Eurasia

China’s new reform efforts will help promote China-Qatar economic and trade co-operation

Cao Xiaolin, Chinese Ambassador to Qatar.

Cao Xiaolin, Chinese Ambassador to Qatar.

The Chinese economy delivered a sound performance in the first half of 2024, with the gross domestic product (GDP) reaching around RMB 61.68tn (about $8.5tn), up by 5% year on year at constant price. In the same period, China’s imports and exports exceeded RMB 21tn, up 6.1%. The International Monetary Fund revised up its 2024 Chinese GDP growth forecast to 5% in the latest update to its World Economic Outlook.

This growth rate is not easy to achieve as the momentum of world economic growth has been sluggish, and effective domestic demand in the Chinese market has remained insufficient since the beginning of this year.

But China’s GDP growth rate outpaced that of the United States, the eurozone and Japan in the first quarter of this year. As global economy faced extensive challenges in the second quarter, it is expected that China’s economic growth rate will maintain its leading position in the first half of the year, and China will continue to be an important engine and stabiliser for the world economy.

The trends of China’s stable economic operation and sustainable improvement remain unchanged from a medium-term to long-term perspective, as the transformation toward high-end, intelligent and green manufacturing is progressing solidly, nurturing new industries and new growth drivers.

The key to the long-term economic growth that China has maintained over the past forty yeas is reforms on China’s economic structure. The spirit of reform and opening up defines the Chinese people both in history and in modern days.

Over the past decade, major measures have been taken in the economic reforms. For example, the negative list for market entry has been shortened, supply-side structural reforms have been implemented and high-level opening up has been promoted. All these efforts have led to significant improvements in China’s market-based and law-based business environment.

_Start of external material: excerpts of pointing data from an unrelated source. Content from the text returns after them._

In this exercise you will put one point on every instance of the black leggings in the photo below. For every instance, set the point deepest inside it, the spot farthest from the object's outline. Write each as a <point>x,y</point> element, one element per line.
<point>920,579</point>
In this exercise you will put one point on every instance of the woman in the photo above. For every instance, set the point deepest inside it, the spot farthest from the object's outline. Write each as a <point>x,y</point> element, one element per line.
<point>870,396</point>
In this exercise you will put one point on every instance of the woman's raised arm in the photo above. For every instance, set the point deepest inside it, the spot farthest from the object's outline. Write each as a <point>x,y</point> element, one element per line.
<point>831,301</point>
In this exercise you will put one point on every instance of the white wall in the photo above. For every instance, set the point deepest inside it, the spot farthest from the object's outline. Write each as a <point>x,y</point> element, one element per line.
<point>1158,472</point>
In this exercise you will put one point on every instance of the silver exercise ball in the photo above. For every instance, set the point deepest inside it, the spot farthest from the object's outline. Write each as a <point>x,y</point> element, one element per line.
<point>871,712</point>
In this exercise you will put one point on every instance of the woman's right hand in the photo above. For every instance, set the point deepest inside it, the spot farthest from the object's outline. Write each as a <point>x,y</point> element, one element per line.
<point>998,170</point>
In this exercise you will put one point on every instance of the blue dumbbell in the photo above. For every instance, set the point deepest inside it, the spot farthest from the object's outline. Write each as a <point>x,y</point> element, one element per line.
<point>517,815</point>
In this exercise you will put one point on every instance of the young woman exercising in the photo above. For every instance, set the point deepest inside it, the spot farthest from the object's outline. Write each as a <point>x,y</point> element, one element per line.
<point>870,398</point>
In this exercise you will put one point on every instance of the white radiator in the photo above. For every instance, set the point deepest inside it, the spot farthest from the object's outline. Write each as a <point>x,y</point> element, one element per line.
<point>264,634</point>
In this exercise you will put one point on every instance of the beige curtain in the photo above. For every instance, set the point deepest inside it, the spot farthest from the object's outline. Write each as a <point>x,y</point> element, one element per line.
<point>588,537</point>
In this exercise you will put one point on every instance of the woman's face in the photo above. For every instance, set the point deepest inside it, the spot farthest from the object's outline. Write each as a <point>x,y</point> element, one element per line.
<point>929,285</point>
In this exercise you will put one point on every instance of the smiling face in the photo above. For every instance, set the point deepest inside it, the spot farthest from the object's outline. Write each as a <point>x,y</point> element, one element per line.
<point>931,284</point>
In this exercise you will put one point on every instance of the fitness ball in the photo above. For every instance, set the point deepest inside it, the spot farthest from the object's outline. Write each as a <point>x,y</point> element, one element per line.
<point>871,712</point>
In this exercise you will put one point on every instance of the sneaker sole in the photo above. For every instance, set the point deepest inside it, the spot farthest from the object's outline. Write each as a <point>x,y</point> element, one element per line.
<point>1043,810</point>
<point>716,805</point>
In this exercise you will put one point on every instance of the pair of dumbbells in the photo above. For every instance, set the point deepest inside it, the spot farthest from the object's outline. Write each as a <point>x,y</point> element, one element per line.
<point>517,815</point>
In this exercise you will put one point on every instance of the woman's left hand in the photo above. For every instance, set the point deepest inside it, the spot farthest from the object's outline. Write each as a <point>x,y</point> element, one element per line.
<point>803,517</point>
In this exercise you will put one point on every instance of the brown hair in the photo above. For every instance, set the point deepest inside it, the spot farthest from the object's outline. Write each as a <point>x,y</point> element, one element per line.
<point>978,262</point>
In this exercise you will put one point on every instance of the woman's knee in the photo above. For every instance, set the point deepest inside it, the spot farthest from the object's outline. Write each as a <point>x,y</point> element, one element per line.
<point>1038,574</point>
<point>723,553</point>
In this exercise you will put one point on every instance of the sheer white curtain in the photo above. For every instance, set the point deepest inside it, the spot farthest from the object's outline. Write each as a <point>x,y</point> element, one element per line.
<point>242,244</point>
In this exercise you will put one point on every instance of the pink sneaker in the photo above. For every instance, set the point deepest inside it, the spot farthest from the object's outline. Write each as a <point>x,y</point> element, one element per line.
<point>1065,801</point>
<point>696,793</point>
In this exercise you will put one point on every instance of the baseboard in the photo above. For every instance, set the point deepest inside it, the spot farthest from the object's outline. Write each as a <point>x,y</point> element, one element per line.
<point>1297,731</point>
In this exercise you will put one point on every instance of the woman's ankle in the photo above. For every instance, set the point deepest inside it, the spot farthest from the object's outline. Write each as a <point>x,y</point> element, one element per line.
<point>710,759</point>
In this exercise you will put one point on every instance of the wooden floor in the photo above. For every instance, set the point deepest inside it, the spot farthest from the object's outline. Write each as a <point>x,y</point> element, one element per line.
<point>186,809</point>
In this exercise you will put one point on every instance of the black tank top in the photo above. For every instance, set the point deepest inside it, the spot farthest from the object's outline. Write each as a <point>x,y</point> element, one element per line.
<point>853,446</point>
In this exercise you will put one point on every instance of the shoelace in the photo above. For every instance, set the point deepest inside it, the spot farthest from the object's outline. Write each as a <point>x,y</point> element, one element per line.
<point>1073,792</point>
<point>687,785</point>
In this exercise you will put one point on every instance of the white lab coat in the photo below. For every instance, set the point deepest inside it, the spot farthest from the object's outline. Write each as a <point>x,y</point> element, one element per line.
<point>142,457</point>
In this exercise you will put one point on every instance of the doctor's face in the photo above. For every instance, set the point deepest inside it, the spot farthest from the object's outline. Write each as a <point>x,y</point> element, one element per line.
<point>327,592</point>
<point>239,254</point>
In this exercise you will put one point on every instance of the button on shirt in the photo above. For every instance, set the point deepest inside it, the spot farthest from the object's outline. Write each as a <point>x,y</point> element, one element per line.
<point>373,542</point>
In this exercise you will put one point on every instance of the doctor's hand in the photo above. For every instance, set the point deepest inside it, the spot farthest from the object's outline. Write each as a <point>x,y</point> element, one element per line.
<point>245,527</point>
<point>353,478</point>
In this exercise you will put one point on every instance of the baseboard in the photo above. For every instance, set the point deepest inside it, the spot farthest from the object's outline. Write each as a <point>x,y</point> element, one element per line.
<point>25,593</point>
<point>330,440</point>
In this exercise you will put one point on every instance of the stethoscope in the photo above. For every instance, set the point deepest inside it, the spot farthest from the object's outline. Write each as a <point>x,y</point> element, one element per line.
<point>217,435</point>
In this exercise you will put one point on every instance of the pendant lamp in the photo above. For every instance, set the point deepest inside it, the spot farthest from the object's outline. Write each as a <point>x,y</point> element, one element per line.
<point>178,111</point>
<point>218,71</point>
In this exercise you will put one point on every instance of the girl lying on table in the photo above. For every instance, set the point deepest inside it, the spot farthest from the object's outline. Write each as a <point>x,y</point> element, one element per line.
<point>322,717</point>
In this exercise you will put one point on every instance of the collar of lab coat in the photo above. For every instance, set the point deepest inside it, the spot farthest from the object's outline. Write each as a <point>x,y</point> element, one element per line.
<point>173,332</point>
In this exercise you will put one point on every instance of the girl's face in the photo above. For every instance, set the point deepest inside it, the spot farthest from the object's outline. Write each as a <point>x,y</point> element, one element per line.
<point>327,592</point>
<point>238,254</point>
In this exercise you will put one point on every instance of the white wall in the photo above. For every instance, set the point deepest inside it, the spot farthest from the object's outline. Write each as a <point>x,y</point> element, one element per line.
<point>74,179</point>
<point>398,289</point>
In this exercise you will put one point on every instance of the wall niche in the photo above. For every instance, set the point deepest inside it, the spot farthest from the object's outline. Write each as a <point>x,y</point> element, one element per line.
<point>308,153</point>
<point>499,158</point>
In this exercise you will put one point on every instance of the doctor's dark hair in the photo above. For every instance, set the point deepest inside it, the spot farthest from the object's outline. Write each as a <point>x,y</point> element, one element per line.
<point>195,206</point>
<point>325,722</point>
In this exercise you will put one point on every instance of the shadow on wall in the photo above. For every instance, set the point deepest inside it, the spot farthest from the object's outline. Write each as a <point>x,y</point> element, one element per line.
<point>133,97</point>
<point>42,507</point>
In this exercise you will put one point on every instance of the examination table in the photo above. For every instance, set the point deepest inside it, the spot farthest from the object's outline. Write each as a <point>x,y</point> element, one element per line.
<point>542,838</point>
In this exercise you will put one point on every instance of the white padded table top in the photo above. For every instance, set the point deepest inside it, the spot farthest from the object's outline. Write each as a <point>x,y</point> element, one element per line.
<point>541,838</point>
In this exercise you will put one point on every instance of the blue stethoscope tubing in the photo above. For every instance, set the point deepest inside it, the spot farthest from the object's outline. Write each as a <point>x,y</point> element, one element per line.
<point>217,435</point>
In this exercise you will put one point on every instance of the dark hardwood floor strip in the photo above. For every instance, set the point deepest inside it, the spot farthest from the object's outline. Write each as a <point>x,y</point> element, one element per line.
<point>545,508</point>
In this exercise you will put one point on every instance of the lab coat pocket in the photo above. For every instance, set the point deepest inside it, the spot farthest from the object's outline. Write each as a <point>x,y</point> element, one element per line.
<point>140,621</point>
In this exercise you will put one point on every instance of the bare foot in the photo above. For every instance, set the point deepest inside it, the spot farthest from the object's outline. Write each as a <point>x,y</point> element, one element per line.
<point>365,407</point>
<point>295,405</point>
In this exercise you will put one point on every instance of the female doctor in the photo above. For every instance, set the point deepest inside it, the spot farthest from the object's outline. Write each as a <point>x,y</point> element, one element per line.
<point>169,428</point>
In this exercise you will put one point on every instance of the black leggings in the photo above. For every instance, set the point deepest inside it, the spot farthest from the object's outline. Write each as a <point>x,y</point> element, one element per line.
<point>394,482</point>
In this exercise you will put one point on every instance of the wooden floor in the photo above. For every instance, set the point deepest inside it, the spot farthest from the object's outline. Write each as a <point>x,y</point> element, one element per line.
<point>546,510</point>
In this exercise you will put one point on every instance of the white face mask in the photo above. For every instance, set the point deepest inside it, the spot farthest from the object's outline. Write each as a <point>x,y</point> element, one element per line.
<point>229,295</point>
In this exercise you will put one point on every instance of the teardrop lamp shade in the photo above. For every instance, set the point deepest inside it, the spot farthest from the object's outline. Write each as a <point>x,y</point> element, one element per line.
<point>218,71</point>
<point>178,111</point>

Important progress has been made in China’s economic reform recently with the conclusion of the third plenary session of the 20th Communist Party of China (CPC) Central Committee on 18th July, 2024. The session adopted the Resolution of the Central Committee of the Communist Party of China on Further Deepening Reform Comprehensively to Advance Chinese Modernisation.

The resolution has laid out a blueprint for a new round of strategic and pace-setting reforms, with economic structural reform as the spearhead. Some highlights of the economic reforms include:

First, China will accelerate efforts to build a high standard market system, which is a major reform task. Efforts will be made to build a unified national market, including the development of a unified urban-rural construction land market, a nationwide integrated technology and data market, and a unified national electricity market.

Second, China will improve the market system and rules for production factors such as labour, capital, land, knowledge, technology, management and data. The systems underpinning the market economy will be refined, including optimising the systems for property rights protection, information disclosure, market access, bankruptcy exit and credit supervision.

Third, China will strengthen its macroeconomic governance by improving the fiscal relations between central and local governments. Measures will be taken to make the tax system compatible with new business models.

Fourth, China will remain committed to the basic state policy of opening to the outside world and continue to promote reform through opening up. Based on its own enormous market, China will enhance its capacity for opening up while expanding cooperation with other countries and develop new institutions for a higher-standard open economy. China will steadily expand institutional opening up, further reform the management systems for inward and outward investment, and refine the mechanisms for high-quality co-operation under the Belt and Road Initiative.

In short, China’s new reform efforts will not only provide an institutional guarantee for Chinese modernisation but also serve as a driving force for stable growth in the short, medium and long terms. These reforms will help create a unified domestic market, foster new quality productive forces, and achieve major scientific and technological breakthroughs. As China opens wider to the rest of the world its goods, service, capital and labour markets in an orderly way, the international community will benefit more from China’s development.

China is the biggest trading partner of Qatar. There exists strong complementarity and co-operation potentials, especially in energy, infrastructure, manufacturing, big data and AI, for bilateral trade between the two countries.

Qatar is a small country, but a big market with great potentials for development. China, on its part, has a super-sized market of 1.4bn people, and we have every reason to be optimistic about China’s economic outlook. China and Qatar can turn our complementarity into a robust momentum of development for more win-win results.